WASHINGTON — The chances of Congress approving a long-term highway bill this year are slim, key congressional staff members said, and several added that if a bill isn’t passed early in 2011, then it may be dead until after the next presidential election.
“Proceeding to write a bill when you don’t know your dollar amount because you can’t know your funding source gets to be a difficult thing,” said Tom Lynch, staff director of the Senate Environment and Public Works committee’s transportation subcommittee.
“At the present time, there is not a great deal of support [on the Finance Committee] for doing the things that a lot of people in the transportation community want such as increasing the fuels tax,” said Lynch, who works for Senate Finance Committee Chairman Max Baucus (D-Mont.).
“In the absence of something that can replace the fuel tax, we would have to deal with increasing revenue, and I don’t think there’s a majority of senators who support that, especially those who perceive election benefit,” Lynch said.
Lynch spoke at the Coalition for America’s Gateways and Trade Corridors’ annual meeting here.
John Drake, a member of the Democratic staff on the Senate Commerce Committee, said that despite “a lot of talk about getting something this year . . . I think realistically the conversations for this bill will certainly be next year, when hopefully a lot of the hesitation about how you finance this bill will have subsided.”

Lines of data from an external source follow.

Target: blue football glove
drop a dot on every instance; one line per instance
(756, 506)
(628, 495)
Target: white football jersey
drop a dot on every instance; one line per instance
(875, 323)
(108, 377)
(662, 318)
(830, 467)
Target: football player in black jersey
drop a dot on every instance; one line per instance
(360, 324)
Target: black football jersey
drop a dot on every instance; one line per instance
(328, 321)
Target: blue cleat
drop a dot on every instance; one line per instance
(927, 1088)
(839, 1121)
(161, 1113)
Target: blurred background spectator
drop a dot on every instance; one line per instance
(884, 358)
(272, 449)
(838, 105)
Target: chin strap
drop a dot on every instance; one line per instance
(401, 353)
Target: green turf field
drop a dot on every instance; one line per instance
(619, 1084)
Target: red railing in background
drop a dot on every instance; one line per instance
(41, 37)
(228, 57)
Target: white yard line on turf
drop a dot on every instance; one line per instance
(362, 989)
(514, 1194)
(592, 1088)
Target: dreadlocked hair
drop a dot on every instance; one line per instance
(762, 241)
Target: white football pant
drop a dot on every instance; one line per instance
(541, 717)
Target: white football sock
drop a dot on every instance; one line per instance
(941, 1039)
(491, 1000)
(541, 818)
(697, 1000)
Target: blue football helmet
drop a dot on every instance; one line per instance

From the House of Representatives’ side of Capitol Hill, Rep. John Mica (R-Fla.), top Republican member of the House Transportation and Infrastructure Committee, was similarly pessimistic about the chances of Congress agreeing to a fuel tax or passing a bill in 2010.

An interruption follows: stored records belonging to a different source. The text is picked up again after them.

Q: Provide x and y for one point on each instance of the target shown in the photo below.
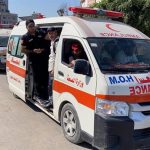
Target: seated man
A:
(109, 51)
(77, 52)
(127, 53)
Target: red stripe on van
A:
(82, 97)
(126, 98)
(15, 69)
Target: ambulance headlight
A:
(111, 108)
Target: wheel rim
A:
(69, 123)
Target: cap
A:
(51, 29)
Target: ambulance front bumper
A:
(117, 133)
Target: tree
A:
(136, 12)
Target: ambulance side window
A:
(19, 53)
(14, 46)
(69, 45)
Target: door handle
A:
(24, 62)
(61, 73)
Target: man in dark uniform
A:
(77, 52)
(33, 45)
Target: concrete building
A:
(33, 16)
(88, 3)
(5, 16)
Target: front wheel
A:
(70, 124)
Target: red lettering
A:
(144, 89)
(132, 91)
(138, 90)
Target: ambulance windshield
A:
(121, 55)
(3, 41)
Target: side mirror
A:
(82, 67)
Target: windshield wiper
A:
(134, 69)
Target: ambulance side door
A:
(80, 87)
(16, 67)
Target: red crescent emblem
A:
(110, 28)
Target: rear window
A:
(3, 41)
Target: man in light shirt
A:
(53, 36)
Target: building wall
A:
(5, 16)
(88, 3)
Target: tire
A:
(70, 124)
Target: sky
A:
(46, 7)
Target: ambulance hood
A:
(131, 88)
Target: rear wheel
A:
(70, 124)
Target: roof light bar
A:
(91, 11)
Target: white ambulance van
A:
(4, 35)
(104, 100)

“Let me be candid: There’s probably not going to be a transportation bill this year,” Mica said, explaining that raising taxes to pay for it would result in Democrats’ defeat at the polls. “If you passed a gas tax now, not only would I be chairman but there’d be no minority members on the committee.”

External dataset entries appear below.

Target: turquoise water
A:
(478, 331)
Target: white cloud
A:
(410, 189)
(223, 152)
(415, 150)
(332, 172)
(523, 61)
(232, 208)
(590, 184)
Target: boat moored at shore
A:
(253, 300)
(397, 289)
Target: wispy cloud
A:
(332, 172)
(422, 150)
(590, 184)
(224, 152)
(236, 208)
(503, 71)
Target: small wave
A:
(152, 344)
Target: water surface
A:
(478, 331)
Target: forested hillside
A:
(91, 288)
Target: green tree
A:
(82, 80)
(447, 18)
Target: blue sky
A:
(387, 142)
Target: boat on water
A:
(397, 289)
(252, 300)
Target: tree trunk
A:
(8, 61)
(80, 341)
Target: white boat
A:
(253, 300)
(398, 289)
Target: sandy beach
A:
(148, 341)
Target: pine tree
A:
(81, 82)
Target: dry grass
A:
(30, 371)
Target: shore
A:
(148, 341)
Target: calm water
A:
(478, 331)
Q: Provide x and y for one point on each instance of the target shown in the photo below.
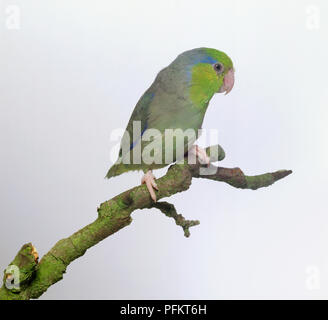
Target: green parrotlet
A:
(177, 99)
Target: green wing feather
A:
(165, 105)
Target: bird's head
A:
(208, 71)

Rep. Peter DeFazio (D-Ore.), chairman of the House highways subcommittee, said that without an increase in funding, there’s not likely to be a bill, and it has been difficult to even debate on funding.
“The bottom line is we need a substantial increase in direct investment in our transportation system on a multimodal basis and that means the ‘t-word,’ ” he said, referring to taxes. Republicans don’t “mention the ‘t-word,’ nor do they down at the White House . . . between Republicans and the White House, we aren’t able to have a meaningful discussion.”
DeFazio said Rep. James Oberstar (D-Minn.), chairman of the House Transportation and Infrastructure Committee, “still favors the gas tax . . . and I try to tell him that’s not going to happen.”
Sen. Patty Murray (D-Wash.), chairwoman of the Senate Appropriations Committee panel that oversees transportation, told the group that, although she thought she wanted to “move aggressively” on a highway bill, “it is not going to get done overnight [because] there are a lot of questions out there about how we pay for it.”
Rep. Earl Blumenauer (D-Ore.), a member of the tax-writing House Ways and Means Committee, said he thought, unless there was a deal quickly, the debate probably would drag on well beyond 2010.
“Unless we get real about how we’re going to finance this going forward . . . we’re going to lose not just another construction season, we’re going lose another [session of] Congress,” Blumenauer said. “I’m not particularly sanguine if this is pushed into the next cycle where it’s going to resolved with six months to go before a presidential election.”
Mica agreed, saying there was “probably a five- to six-month window [in 2011] to get stuff,” before presidential politics made it impossible to pass major legislation.
“I’m optimistic we will get a bill at some point, but we certainly can’t predict when,” said Mary Phillips, a member of the Commerce Committee’s Republican staff.